Toy Look-Alike Guns

Adopted March 1989 – Revised February 2014 – Revised May 2020 – Community Concerns Commission

California State PTA believes that the safety and welfare of our children depend upon securing laws that protect them, whenever possible, from death, serious accidents and injury.

California State PTA is concerned that toy guns have been manufactured to look like machine guns, semi-automatics and revolvers, and is alarmed that deaths have occurred when toy guns were mistaken for real guns and when real guns are mistaken for toy guns.

Federal regulation requires toy guns to be transparent or have a predominant color chosen from an approved list, have a blaze orange band at the muzzle or have an orange plug in the muzzle end of the barrel.

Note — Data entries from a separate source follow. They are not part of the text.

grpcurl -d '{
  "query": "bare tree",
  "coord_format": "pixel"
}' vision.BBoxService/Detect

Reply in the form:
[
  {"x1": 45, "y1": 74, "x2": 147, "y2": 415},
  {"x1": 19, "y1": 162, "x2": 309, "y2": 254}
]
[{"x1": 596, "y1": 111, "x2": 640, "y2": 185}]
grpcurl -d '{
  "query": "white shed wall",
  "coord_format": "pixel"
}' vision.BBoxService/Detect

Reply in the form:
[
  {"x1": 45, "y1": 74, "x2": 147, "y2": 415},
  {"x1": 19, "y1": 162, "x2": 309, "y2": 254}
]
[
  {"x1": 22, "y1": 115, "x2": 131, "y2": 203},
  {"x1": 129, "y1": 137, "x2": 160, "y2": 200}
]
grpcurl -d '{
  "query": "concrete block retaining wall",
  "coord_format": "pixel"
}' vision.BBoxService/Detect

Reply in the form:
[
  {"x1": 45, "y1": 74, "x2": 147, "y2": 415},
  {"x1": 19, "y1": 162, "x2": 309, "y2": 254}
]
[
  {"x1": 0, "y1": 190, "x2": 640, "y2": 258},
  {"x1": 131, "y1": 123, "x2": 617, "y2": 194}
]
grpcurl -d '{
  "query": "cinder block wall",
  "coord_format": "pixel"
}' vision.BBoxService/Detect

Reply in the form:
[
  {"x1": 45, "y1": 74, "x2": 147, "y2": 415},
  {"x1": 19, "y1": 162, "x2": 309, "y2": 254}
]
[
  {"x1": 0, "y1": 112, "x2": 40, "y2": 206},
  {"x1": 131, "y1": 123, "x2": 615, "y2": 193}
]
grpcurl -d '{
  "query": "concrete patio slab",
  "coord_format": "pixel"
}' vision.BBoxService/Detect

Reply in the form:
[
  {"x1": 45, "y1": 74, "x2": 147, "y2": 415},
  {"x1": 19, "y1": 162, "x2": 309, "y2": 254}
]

State and local imitation firearm statutes generally define Imitation weapon to mean: “Any device or object made of plastic, wood, metal or any other material which substantially duplicates or can reasonably be perceived to be an actual firearm, air rifle, pellet gun, or “B-B” gun, excluding non-firing replicas of an antique firearm, the original of which was designed, manufactured and produced prior to eighteen hundred ninety-eight.”

California State PTA supports:

  • The current ban on the manufacture and sale of look-alike toy guns and urges its members to continue to be aware of legislation that might repeal or dilute this ban.

California State PTA urges:

  • Its unit, council and district PTAs to participate in public education about this ban and its importance to the safety of our children; and
  • Its unit, council and district PTAs to monitor their local toy stores to determine if they are in compliance with this ban.